HumanCellAtlas / metadata-schema

This repo is for the metadata schemas associated with the HCA
Apache License 2.0
64 stars 32 forks source link

Values entered as dates only should be valid in date-time typed fields #539

Closed malloryfreeberg closed 5 years ago

malloryfreeberg commented 6 years ago

For which schema is a change/update being suggested?

Affected fields are in the cell_line.json, death.json, and specimen_from_organism.json schemas.

What should the change/update be?

The following fields are currently typed to JSON date-time. As per the JSON validator, valid values must contain the hh:mm:ss part, but oftentimes the time is not recorded or only a year/year-month is allowed to be supplied. In these cases, a user's value will appear "Invalid", which is not desirable.

  1. cell_line.date_established: change from JSON type date-time to type date given that we ask for the "date" the cell line was established, not also the "time".' If we think that the time a cell line was established is important to understand the dataset, we should change the field name to time_established. (#821)
  2. death.time_of_death: only supplying a "date" should be valid. Also, only supplying the year-month or just the year should be valid.
  3. specimen_from_organism.collection_time: only supplying a "date" should be valid. Also, only supplying the year-month or just the year should be valid.

What new field(s) need to be changed/added?

No new fields requested.

Why is the change requested?

For an example dataset given to us with time_of_death information, only the death year-month was recorded and thus a dummy "00T00:00:00Z" bit had to be added to the end of the date to be valid against the JSON date-time format. Expecting users to do this is not appropriate and might not fit the ethical standards for the data.

collection_time might also have some ethical restrictions in cases where a specimen was collected from a dead donor, and the specimen collection_time was recorded (thus potentially identifying the donor).

For date_established, we want to be sure that we are expecting a date if the word "date" is in the field name and a time if the word "time" is in the field name.

willrockout commented 6 years ago

@malloryfreeberg Out of curiosity if these formats are changed to just Date with a error be thrown if time is included?

malloryfreeberg commented 6 years ago

@malloryfreeberg Out of curiosity if these formats are changed to just Date with a error be thrown if time is included?

I believe so, yes.

willrockout commented 6 years ago

Then do we want to keep this format since it will negate people being able to put time if they have it?

malloryfreeberg commented 6 years ago

If a field like cell_line.date_established specifically asks for a date, then we should assert that time won't be accepted and ask data contributors to correct it (either in their spreadsheet or, later, directly in the UI) if they entered a time.
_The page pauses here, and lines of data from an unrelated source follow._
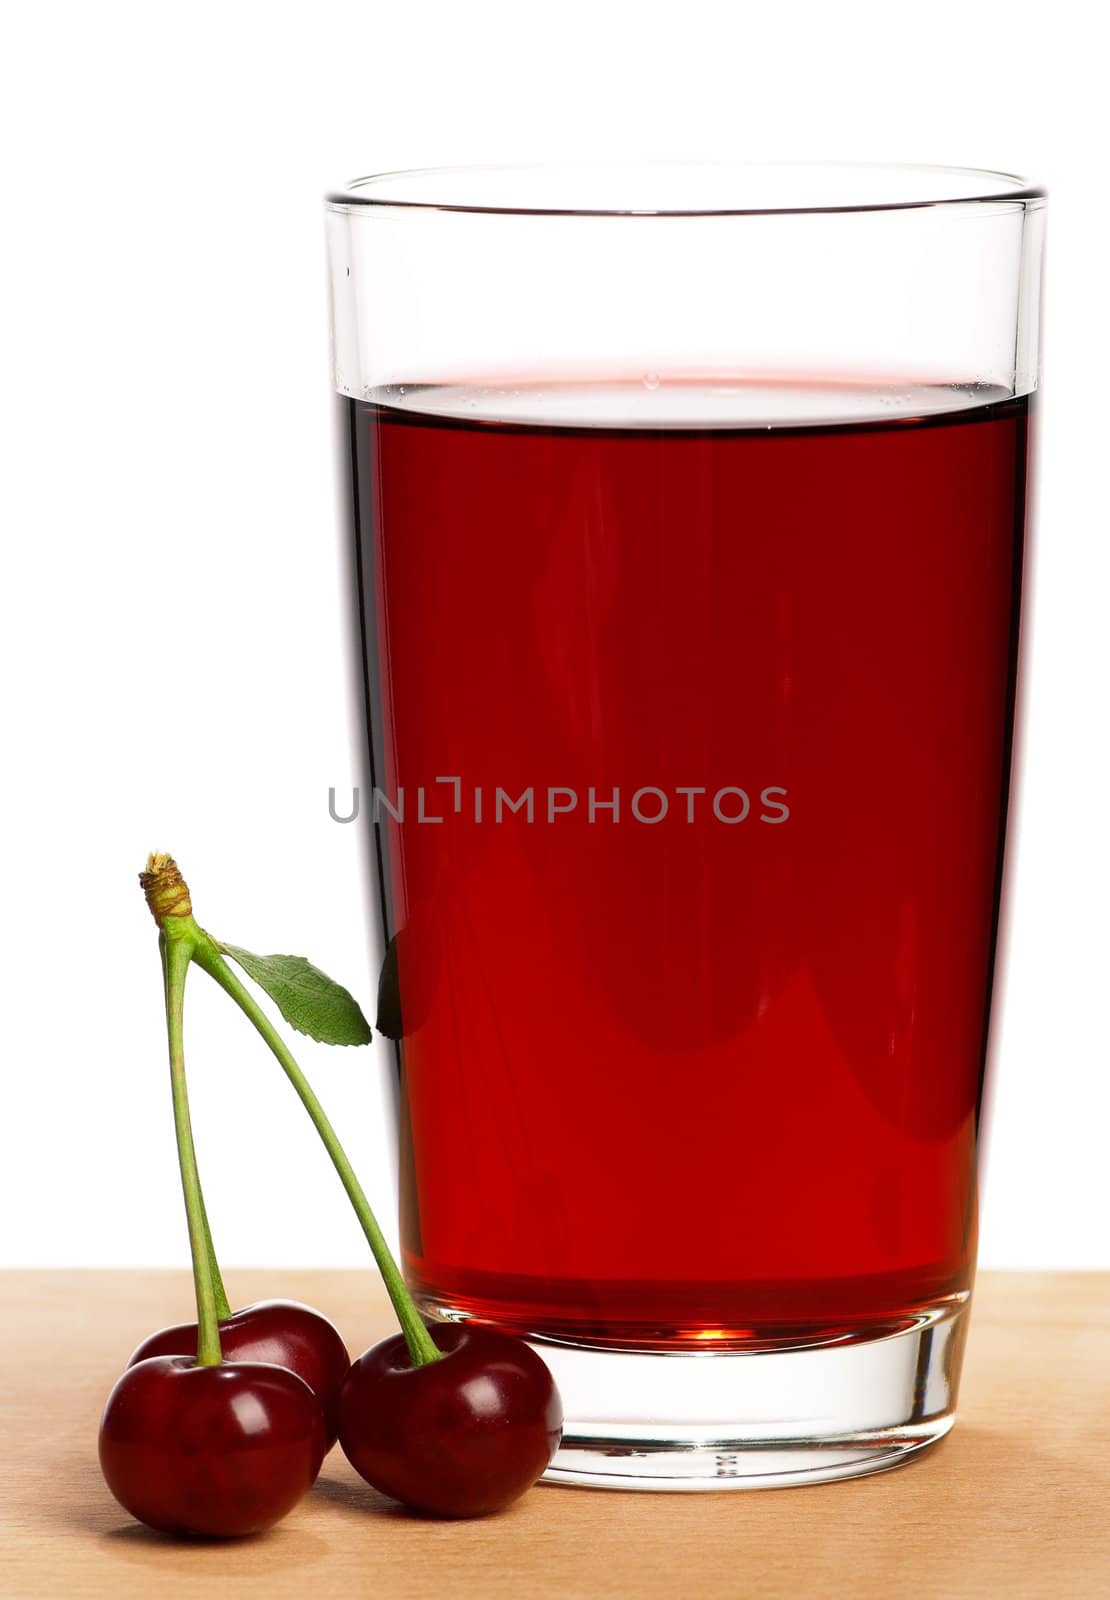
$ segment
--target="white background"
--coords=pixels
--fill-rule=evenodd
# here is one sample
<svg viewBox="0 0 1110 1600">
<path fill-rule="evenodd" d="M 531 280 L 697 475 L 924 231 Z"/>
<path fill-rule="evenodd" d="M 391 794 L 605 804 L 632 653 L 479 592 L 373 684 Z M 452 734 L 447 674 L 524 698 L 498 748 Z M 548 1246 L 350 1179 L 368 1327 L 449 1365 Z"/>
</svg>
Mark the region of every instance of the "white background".
<svg viewBox="0 0 1110 1600">
<path fill-rule="evenodd" d="M 7 10 L 0 1261 L 186 1258 L 135 882 L 148 849 L 178 855 L 221 937 L 306 951 L 369 1001 L 355 830 L 327 811 L 355 763 L 322 190 L 441 162 L 708 155 L 1050 185 L 982 1257 L 1110 1266 L 1105 55 L 1081 15 L 1015 0 Z M 211 985 L 191 988 L 225 1262 L 365 1261 L 273 1063 Z M 391 1220 L 384 1054 L 301 1055 Z"/>
</svg>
If a field like death.time_of_death could potentially have a time, a user should be able to omit the time and just give a date, for personal identification reasons.
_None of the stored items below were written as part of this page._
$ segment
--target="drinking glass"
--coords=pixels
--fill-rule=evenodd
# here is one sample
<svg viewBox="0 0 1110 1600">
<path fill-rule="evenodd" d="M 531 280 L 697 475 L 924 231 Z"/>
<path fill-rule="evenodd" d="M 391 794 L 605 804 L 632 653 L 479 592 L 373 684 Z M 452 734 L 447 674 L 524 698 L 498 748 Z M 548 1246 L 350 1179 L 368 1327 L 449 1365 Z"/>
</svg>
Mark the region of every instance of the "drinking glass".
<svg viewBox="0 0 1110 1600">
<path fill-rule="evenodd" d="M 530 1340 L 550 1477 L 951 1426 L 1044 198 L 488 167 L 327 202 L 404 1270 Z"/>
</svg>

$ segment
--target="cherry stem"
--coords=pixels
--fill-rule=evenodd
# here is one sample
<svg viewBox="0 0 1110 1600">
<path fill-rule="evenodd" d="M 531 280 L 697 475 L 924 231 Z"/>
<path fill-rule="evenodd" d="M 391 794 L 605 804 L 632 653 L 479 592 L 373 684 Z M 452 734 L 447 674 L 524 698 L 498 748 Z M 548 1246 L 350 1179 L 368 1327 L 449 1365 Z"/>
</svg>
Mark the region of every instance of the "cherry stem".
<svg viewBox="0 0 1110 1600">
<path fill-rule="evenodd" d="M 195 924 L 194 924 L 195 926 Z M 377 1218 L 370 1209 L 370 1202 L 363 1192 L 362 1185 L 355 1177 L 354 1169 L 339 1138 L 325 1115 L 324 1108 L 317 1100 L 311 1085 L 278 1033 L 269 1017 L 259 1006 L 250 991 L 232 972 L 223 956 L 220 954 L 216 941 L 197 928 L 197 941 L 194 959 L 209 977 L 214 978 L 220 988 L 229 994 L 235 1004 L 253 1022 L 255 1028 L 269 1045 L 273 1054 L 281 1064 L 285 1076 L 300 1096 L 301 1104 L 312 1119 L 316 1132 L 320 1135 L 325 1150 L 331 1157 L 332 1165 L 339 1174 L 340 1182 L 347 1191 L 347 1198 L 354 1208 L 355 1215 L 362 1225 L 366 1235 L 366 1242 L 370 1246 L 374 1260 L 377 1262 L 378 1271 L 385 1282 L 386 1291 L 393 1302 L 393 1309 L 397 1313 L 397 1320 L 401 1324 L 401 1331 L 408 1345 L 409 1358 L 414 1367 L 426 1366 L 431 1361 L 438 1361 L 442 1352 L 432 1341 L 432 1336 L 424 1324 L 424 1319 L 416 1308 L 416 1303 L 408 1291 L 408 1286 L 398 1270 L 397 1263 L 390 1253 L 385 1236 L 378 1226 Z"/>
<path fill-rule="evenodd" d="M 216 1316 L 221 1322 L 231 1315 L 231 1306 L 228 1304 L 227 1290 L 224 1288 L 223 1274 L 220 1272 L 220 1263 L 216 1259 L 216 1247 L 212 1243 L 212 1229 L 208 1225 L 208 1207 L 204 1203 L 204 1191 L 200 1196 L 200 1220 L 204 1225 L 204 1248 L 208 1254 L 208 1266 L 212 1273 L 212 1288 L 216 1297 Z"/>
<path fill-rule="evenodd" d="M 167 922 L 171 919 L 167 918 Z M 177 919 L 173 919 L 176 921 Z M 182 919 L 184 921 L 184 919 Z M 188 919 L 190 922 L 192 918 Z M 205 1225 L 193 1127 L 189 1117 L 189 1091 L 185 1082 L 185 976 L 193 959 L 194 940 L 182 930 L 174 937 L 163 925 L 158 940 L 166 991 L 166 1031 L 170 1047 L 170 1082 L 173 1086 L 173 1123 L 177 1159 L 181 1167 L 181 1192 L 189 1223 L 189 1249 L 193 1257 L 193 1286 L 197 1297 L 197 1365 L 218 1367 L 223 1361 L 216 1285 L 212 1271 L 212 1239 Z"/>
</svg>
diekhans commented 6 years ago

Another approach would have the spreadsheet or submission program drop the time.

Mallory Freeberg notifications@github.com writes:

If a field like cell_line.date_established specifically asks for a date, then we should assert that time won't be accepted and ask data contributors to correct it (either in their spreadsheet or, later, directly in the UI) if they entered a time. If a field like death.time_of_death could potentially have a time, a user should be able to omit the time and just give a date, for personal identification reasons.

— You are receiving this because you are subscribed to this thread. Reply to this email directly, view it on GitHub, or mute the thread.*

malloryfreeberg commented 5 years ago

Another approach would have the spreadsheet or submission program drop the time.
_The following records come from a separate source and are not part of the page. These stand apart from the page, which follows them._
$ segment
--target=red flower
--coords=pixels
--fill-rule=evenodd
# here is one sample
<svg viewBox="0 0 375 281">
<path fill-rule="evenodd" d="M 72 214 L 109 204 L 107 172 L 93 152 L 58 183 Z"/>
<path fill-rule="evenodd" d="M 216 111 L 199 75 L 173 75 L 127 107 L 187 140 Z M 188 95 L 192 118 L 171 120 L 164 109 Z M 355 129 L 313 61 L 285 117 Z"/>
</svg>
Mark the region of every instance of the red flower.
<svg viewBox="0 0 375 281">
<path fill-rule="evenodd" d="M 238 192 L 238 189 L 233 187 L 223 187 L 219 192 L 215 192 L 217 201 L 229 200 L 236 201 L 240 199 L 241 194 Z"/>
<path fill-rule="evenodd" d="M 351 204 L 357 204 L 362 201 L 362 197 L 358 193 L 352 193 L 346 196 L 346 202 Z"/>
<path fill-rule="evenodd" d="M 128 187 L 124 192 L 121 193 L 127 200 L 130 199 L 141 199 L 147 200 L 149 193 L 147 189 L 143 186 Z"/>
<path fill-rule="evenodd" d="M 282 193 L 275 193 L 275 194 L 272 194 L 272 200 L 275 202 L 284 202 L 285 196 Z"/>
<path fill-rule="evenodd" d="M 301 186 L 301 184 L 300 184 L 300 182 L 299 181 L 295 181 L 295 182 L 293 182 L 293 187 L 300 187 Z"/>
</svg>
Sure, we could encode the importer to either drop the time value if supplied for a date field or add a stub time value if not supplied for a date-time field. We'd probably need to tell the contributors this happened so they don't wonder why the resulting value is different from what they submitted. If we didn't go the importer route, we'd have to hack the javascript validator, which sounds like more of a risk.

In summary, point 1 in this ticket is being addressed in another ticket (#821).

I suggest points 2 and 3 be addressed by some importer code, unless there is a strong desire to hack the js validator. Thoughts on this? @simonjupp @tburdett @daniwelter @diekhans @justincc

justincc commented 5 years ago

Where is type checking performed right now?

malloryfreeberg commented 5 years ago

Where is type checking performed right now?

In whichever bit of ingest validates generated JSON documents against the schema. Is that the broker?

justincc commented 5 years ago

Where is type checking performed right now?

In whichever bit of ingest validates generated JSON documents against the schema. Is that the broker?

I thought that was being done by the Javascript so 2) 3) would be in the validator. @simonjupp am I wrong?

simonjupp commented 5 years ago

I think the importer needs to handle this. It should parse the value in the sheet and write it to json in the format dictated by the schema. There will be date libraries to help with any conversions in case the user enters the wrong date format.

diekhans commented 5 years ago

If not already done, conversion to GMT needs to be part of this.

tburdett commented 5 years ago

I'd recommend against having the importer do this. Wherever we have the importer make changes, these changes are hard-coded against the spreadsheet format and will fall out of sync with the schema over time. Worse, such changes are essentially rendered invisible to the submitter. This makes it impossible to round-trip between spreadsheet and JSON representations and creates the requirement to store spreadsheets "forever" for traceability.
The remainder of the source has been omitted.